Le sixième jour, le golf créa les enfers à son image
Car oui, après quatre tours de purgatoire, venaient donc les deux derniers de torture. En particulier le sixième. Une journée où les damnés, malgré cinq bonnes journées passées, seraient condamnés à une année de plus sur un circuit dont ils ne veulent plus. Une journée où les élus seraient jalousés par les vaincus. « C’est le golf. Il y a des joueurs qui ont fait une mauvaise saison sur le Challenge Tour et qui monte cette semaine sur le DP World Tour, c’est comme ça », analyse Félix Mory, quelque peu abattu.
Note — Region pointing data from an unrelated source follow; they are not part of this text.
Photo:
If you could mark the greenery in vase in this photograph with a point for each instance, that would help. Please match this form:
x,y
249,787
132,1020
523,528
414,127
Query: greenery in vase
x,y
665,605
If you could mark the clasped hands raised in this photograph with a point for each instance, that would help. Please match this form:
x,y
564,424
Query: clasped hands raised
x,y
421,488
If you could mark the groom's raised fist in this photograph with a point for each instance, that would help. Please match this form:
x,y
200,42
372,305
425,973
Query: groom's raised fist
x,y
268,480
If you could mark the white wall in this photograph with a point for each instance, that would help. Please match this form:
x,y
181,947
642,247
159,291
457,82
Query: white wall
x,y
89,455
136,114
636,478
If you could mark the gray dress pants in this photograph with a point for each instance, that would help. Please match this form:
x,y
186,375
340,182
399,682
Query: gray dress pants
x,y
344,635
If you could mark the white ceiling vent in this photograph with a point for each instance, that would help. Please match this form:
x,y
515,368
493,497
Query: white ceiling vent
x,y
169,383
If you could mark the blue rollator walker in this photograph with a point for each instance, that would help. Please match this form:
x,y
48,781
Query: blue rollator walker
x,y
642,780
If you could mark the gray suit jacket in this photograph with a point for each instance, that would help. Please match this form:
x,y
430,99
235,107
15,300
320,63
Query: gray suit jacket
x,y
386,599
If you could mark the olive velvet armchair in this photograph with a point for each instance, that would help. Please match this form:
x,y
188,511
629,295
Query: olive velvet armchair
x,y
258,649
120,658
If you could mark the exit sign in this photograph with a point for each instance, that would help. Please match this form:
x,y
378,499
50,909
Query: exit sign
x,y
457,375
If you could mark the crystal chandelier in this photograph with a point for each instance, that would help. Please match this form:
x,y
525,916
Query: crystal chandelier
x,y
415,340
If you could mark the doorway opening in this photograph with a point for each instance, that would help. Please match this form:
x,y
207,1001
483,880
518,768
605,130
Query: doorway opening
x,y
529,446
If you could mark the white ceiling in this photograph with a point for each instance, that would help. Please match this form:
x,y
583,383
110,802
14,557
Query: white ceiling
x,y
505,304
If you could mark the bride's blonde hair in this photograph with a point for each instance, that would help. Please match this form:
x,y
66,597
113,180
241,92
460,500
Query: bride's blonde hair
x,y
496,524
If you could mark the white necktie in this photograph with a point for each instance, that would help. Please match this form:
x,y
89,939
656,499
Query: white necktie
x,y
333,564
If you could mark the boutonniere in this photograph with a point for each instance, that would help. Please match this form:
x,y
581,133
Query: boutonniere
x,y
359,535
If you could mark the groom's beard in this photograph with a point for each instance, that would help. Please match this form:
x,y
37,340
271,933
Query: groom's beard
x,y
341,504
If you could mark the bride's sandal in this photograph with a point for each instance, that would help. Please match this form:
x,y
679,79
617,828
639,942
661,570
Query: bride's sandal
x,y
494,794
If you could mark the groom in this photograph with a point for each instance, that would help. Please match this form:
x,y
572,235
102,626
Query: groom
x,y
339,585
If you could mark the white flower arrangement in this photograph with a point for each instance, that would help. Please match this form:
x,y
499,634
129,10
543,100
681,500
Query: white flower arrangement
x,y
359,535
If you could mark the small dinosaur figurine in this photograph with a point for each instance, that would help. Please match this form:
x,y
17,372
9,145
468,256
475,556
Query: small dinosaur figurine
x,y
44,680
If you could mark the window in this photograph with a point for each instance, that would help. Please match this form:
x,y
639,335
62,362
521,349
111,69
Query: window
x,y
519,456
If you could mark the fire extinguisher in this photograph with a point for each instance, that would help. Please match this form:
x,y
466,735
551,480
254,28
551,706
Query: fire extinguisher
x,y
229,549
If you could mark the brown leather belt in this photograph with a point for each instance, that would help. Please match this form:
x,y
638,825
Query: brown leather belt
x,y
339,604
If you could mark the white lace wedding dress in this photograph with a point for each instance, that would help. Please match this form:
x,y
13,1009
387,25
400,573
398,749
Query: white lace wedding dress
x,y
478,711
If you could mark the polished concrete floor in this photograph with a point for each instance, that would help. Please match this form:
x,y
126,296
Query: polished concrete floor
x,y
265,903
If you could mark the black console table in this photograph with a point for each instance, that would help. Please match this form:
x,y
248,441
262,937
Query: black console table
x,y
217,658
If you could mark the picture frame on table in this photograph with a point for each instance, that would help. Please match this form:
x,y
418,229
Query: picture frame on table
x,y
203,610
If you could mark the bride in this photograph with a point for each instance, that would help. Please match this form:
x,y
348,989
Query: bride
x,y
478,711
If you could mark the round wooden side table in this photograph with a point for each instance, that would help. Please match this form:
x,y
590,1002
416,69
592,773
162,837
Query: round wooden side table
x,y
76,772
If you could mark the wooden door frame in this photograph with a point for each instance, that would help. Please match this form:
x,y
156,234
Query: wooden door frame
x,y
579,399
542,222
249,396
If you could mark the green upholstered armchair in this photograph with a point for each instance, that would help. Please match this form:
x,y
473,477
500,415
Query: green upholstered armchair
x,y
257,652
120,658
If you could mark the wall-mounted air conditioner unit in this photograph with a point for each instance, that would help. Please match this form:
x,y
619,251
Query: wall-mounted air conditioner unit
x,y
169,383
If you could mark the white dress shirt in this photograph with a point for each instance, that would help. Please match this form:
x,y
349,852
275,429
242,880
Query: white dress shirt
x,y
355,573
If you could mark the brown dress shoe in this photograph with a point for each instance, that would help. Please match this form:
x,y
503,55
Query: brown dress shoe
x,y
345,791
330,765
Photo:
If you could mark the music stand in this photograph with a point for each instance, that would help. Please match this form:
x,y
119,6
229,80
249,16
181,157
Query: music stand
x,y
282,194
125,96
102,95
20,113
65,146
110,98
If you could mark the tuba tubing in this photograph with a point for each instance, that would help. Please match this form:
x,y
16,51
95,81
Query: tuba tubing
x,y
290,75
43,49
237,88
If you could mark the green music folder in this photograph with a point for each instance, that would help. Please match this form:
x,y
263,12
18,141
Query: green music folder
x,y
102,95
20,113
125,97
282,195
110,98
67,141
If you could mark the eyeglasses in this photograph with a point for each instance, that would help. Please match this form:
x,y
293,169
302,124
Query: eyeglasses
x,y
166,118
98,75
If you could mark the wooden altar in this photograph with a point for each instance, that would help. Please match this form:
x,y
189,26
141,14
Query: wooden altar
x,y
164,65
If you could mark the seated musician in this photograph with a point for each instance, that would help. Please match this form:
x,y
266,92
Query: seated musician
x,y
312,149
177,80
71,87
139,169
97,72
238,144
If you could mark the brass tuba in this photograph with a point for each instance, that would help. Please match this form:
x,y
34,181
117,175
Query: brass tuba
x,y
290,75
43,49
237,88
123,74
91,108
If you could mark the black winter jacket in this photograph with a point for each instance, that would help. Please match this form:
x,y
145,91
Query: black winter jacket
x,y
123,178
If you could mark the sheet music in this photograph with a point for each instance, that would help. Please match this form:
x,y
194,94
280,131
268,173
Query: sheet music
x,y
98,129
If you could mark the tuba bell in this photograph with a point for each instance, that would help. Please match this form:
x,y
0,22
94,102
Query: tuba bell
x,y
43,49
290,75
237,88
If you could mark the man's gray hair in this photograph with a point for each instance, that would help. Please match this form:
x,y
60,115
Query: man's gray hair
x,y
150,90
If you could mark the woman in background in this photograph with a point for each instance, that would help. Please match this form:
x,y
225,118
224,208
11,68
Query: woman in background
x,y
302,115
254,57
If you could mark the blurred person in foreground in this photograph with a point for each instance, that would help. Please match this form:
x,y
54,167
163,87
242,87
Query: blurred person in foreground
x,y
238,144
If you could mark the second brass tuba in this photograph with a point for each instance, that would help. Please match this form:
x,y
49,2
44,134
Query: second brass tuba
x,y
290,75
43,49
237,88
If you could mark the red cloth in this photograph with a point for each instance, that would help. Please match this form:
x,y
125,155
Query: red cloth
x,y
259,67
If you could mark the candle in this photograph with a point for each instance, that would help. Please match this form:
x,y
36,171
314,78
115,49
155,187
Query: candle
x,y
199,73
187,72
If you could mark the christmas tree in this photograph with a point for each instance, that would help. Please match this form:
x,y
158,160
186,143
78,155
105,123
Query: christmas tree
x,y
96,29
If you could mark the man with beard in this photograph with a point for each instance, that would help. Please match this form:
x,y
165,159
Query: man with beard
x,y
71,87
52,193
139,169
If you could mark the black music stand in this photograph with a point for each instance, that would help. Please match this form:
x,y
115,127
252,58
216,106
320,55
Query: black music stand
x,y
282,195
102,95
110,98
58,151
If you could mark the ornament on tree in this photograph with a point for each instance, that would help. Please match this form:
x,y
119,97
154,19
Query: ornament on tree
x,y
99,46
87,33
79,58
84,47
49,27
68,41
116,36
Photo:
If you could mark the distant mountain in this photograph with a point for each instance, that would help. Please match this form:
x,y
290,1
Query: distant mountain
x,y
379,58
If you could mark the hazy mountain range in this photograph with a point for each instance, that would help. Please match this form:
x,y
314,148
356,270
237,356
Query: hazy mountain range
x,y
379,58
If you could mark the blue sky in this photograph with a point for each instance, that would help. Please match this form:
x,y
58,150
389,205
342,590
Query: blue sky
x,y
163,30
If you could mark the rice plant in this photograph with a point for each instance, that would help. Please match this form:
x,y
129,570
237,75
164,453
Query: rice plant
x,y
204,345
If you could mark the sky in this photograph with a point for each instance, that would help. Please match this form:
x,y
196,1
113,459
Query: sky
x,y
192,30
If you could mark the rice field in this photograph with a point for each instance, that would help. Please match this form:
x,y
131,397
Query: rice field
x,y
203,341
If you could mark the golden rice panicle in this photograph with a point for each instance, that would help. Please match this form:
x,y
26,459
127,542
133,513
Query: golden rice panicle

Lui n’en sera malheureusement pas. À un coup du top 25. Accroupi au bord du putting green, le regard perdu vers un practice vide, à déchiqueter machinalement les brins d’herbe, le 31e de la Road to Mallorca ressasse son troisième tour, le seul conclu au-dessus du par ; un coup au-dessus, précisément… comme pour rappeler la cruauté d’un tournoi où le moindre faux-pas peut être critique. Il est un exemple des nombreux non-gagnants de la finale des cartes européennes mais beaucoup s’identifieront à lui et à son dénouement. Grégory Bourdy, d’abord, dans la même partie que son confrère, tout comme Pierre Pineau et Robin Sciot-Siegrist, tous les trois échoués à deux coups de l’objectif. « C’est frustrant, d’autant plus lorsque l’on est en forme et que l’on joue bien, exprime pour sa part le plus expérimenté des trois. C’est dur parce que l’on joue une grosse partie de notre vie et de notre carrière, peu importe l’âge que l’on a. Il faudra analyser ça pour repartir de plus belle l’an prochain. » Rendez-vous est donc pris. Sûrement pas en Catalogne, car aucun d’entre eux n’en a envie. Bien que l’Infinitum les attende, eux ou d’autres, pour appliquer la loi cruelle des cartes européennes.